Atalya Laufer
Visual Artist—January through June ’22
Website atalyalaufer.com | Based In Berlin, Germany
Q: There are no explicit “deliverables” for the Peleh residency, but residents create a lot of work while they are in Berkeley, and/or create space for new work to happen when they return home. What was your experience in terms of how you worked, and what you got done?
A: I need to enjoy the process of making art. If I’m “in it,” then the outcome will come, and be the right thing. Other artists need to know what they want to do, and not like the surprises. For sure I need to have some idea of what I want to make. I think most artists do. Having said that, I got a lot of work done, which has led to my participation in several exhibitions, in both galleries and in non-traditional spaces like a cemetery.

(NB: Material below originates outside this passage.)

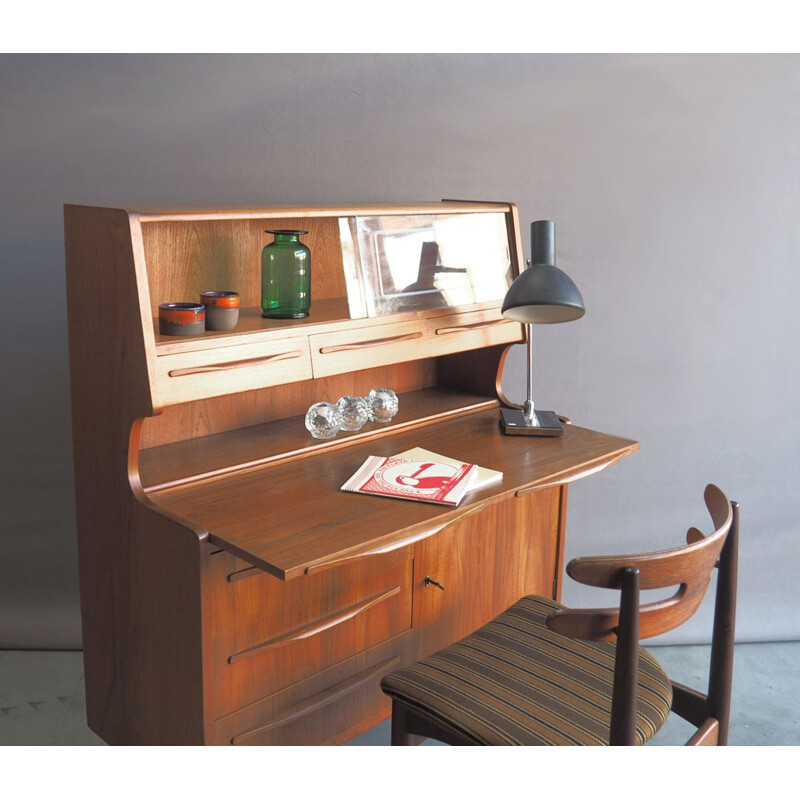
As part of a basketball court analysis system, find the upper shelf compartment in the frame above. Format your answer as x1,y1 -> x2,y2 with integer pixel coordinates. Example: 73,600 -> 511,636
128,201 -> 521,405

Q: It sounds like you came back to Berlin with a lot of energy and ideas.
A: My experience of being able just to do art when I was in Berkeley meant that when I returned, I was able to focus much more on making art, and less on “jobbing” to pay the bills. I’ve also been able to give a lot of workshops.
Q: Your new body of work extends your interest in inter-generational conversations and interpretations, which in the past has led to a kind of merging, or inter-penetration, of your work and the work of artists who have died. By “appropriating” and transforming that work, you created a new kind of partnership. In Berkeley, you experimented with a collaboration with your daughter Esther, who was four at the time. What can you say about that experience?
A: I spent a year and a half working with Esther’s drawings, including a year after we returned to Berlin. My method was to make drawings of her drawings, then we painted over them together, and then we did it again and again. From those I made many drawings in different sizes, often much bigger than the original drawings of Esther.
Q: What was Esther most interested in drawing?
A: The key image she made was of a unicorn. Over time Esther’s unicorns became pregnant and gave birth. The minute I saw the unicorns inside the unicorns, I realized it was a symbol of art and creation. It helped me understand where Esther and I were in this chain of creativity, and it also complicated it. Who and what is giving birth to what? My work then became figuring out what form my work would take.
Q: What forms did “pregnant unicorns” suggest to you?
A: One form is that of curtains I’ve had the chance to create and hang them differently in different exhibitions. For the exhibition "Gebäude 501,” at the old Tempelhoferfeld Airport, I re-worked the unicorns into a curtain. By stencilling my drawings I recall cave painting where mystery and aspects of teaching and spirituality go hand in hand. I also made a stool. I’m especially pleased with the stool, in part because it has four legs, and that gives it an animal quality that I appreciate.
Q: When you were in Berkeley, you discovered a Japanese word — Ma — that refers to the invisible but palpable space between people or things. That word seemed to unlock some additional connections for you in terms of working in a kind of in-between space.
A: Yes, that idea opened a lot of ideas for me. Apart from the Japanese use of the word, Ma also means “what?” in Hebrew. It is also the first syllable most babies pronounce, some version of “mother.” A recent exhibition I was in used “Ma” as the title. A key idea, as a curator wrote in one of the shows, is for art to have enough space “to breathe” itself into existence.”
Q: Any final thoughts about the overlap of art and parenting?
A: There are different kinds of artists like there are different kinds of parents. I am a “responder” for both. Things change the moment you interact with them, so you need to respond. I love this quote I read somewhere: “I was the best mother before I became one.” She meant she knew the right thing to do in the abstract. But that’s not how life is.
Atalya Laufer creates drawings, collages, sculpture, and installations that are often appropriations of biographical and/or art-related historical material. Her works ultimately deal with questions of identity, boundaries, and projection, while avoiding clear classification. Delving into the works of other artists and writers, Laufer creates new works that are authentically her own, producing collaborations that transcend time and place. This intergenerational dialogue is at times humorous, even bordering on the absurd but always humane.